Katahdin: Modifying your programming language as it runs

Katahdin is a programming language where you can define new language constructs such as expressions and statements as easily as new types or functions. For example, you could define a new operator, a new type of loop, implement a syntax from another language that you like. After defining a new construct you can use it on the next line in the same file, so there is no need to recompile each time you want to add a new construct. Katahdin is powerful enough that you can define an entire existing language, or design a new language from scratch, making Katahdin a universal language interpreter.

For example, most programming languages have a modulo, or remainer operator. To define one from scratch in Katahdin it is only a few lines:

class ModExpression : Expression {
  pattern {
    option leftRecursive;
    a:Expression "%" b:Expression

  method Get() {
    a = this.a.Get...();
    b = this.a.Get...();
    return a - (b * (a / b));

Katahdin is an application of parsing expression grammars and packrat parsing, an active area of research. The site contains a master's thesis and public domain source code.

Comment viewing options

Select your preferred way to display the comments and click "Save settings" to activate your changes.

A suggestion

Thanks for the contribution, this is a very cool and promising looking language!

Might I suggest using a slightly more sophisticated example than defining an operator to showcase your language?

What you have accomplished is very impressive, but the example you use is underwhelming. I could show modulo operator definition in Cat:

  define % { dup2 div mul sub }

And say "look it is just one line", but that is not a fair comparison because what you are doing (modifying the language grammar on the fly) is fundamentally more important. Your canonical example should showcase that.

Just my two cents. I look forward to reading more about Katahdin.


You really should mention DSL, because if it's one of the most practical uses for your language -- define and use DSL in the same module, at runtime.

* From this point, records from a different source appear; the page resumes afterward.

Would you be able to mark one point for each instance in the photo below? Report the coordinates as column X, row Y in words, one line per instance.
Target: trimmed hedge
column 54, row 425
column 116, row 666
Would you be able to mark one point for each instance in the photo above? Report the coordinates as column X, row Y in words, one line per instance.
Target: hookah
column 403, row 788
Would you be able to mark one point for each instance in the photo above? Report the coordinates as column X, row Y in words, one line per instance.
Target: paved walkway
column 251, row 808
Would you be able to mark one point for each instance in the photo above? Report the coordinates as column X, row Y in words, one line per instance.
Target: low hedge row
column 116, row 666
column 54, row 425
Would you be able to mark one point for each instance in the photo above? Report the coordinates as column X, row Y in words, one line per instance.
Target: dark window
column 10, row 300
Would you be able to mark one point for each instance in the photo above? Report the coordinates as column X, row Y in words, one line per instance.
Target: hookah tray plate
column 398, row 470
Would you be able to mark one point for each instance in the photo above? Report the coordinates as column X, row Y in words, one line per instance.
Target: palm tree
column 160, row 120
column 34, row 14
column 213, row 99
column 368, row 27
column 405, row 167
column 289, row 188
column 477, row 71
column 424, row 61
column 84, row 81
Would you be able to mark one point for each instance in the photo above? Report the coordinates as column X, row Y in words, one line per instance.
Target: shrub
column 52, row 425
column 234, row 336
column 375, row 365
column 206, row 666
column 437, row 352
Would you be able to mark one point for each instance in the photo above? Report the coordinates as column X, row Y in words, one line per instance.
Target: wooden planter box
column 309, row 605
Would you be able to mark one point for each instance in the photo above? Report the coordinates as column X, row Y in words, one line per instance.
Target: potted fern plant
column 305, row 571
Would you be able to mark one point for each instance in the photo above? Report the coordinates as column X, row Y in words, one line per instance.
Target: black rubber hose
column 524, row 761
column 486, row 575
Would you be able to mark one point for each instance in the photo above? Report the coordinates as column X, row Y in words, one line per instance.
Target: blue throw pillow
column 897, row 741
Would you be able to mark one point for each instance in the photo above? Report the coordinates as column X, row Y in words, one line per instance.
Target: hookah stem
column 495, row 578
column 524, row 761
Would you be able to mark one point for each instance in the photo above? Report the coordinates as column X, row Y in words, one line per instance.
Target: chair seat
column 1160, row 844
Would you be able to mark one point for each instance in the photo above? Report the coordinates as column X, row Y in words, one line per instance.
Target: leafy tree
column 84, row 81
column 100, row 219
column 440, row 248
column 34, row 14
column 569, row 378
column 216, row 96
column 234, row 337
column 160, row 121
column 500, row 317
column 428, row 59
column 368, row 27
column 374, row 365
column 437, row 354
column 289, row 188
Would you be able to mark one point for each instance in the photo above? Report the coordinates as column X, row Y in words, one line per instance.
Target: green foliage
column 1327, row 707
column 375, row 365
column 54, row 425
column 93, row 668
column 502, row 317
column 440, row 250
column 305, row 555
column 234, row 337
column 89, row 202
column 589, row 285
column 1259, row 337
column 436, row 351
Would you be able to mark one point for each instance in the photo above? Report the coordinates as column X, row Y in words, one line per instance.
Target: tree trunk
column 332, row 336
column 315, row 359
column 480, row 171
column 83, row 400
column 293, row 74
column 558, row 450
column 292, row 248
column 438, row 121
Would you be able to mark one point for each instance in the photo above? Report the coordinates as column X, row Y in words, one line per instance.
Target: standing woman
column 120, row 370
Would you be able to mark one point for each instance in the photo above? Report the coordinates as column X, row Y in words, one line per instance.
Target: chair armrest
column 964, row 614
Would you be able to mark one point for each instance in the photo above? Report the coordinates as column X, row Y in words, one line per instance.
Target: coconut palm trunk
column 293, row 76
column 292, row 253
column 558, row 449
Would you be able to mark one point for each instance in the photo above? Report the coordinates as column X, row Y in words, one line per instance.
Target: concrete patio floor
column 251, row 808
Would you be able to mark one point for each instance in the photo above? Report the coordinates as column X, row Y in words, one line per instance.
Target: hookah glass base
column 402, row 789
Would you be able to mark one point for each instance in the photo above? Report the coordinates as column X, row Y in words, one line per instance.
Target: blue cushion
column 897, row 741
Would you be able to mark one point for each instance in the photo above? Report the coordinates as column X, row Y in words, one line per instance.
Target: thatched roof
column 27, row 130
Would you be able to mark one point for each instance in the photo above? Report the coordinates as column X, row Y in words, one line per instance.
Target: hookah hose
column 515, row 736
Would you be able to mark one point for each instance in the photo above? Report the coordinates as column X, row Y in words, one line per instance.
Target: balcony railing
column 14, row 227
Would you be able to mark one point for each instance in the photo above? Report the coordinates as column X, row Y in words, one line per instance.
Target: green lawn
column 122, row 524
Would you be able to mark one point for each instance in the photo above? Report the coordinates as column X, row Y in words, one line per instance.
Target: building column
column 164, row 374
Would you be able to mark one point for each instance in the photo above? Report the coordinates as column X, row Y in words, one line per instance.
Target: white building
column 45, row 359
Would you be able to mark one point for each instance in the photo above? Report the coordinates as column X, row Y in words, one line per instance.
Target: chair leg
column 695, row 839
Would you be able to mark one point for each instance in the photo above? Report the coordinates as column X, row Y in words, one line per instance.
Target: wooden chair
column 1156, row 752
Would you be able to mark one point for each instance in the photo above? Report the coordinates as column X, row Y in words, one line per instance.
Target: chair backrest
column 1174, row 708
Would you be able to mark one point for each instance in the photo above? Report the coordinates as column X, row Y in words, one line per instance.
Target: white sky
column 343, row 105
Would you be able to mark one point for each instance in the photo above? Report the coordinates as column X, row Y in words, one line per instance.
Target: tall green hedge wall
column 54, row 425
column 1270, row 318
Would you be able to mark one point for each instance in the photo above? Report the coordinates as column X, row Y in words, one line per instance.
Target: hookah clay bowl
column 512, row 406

Congratulations on a very cool project! I attempted to accomplish something similar a number of times, but always lacked the time (and probably expertise) to finish it, so I'm happy to see this done by someone. Cheers!

re: DSL

One thing that intrigues me about using Katahdin for DSLs is the possibility of writing code in your DSL as a Katadhin program, then adding in descriptions of the language "above" the DSL piece-by-piece.

You'd end up with the code "reading" from the bottom: the high-level logic described by the DSL, then the somewhat-lower-level constructs (main entities) above it, and the even-lower-level support (operators, syntax) above that.

I wonder what assistance Katadhin can actively provide during the process of writing that inverted pyramid? It'd be interesting if the Katadhin debugger could a) be extended to support the generated parser in a Katadhin program and b) could be made interactive with the development of the program itself.

Also, I'd be interested in the possibility of "exporting" the parser at a particular stage of a program (like freezing an environment), in a form that could be quickly bootstrapped into another copy of the interpreter. That would help avoid the overhead of re-interpreting the parser code for a given module. Bonus for merging two exported parsers into a single one!

Limiting the scope of DSLs

I'd like to see something similar to namespaces for limiting the scope where the parser extensions are active. What I was trying to accomplish with my attempts of implementing a reflexive parser / compiler is something like this (assuming host language is based on Python):

from languages import sql, cpp

get_items = sql.lambda parent: SELECT value FROM items WHERE parent=$parent

    int sum(int a, int b){ return(a+b) };

reduce(sum, get_items(a))

Obviously there's a gap in typing, so this example wouldn't work, but it should give you an idea, how different languages could be used together but still be somewhat isolated.

That puts me in mind of

That puts me in mind of Microsoft's DLR, although that is of course a very different kind of system. The DLR allows this kind of mixing at the member level (that is, an object can be defined in one language, have members defined on it in other languages, and be instantiated from yet a different language).

Now I'm thinking about the possibility of a DLR client language that acts as a meta-script to other DLR-based languages, taking marked code blocks and passing them out to other languages as needed.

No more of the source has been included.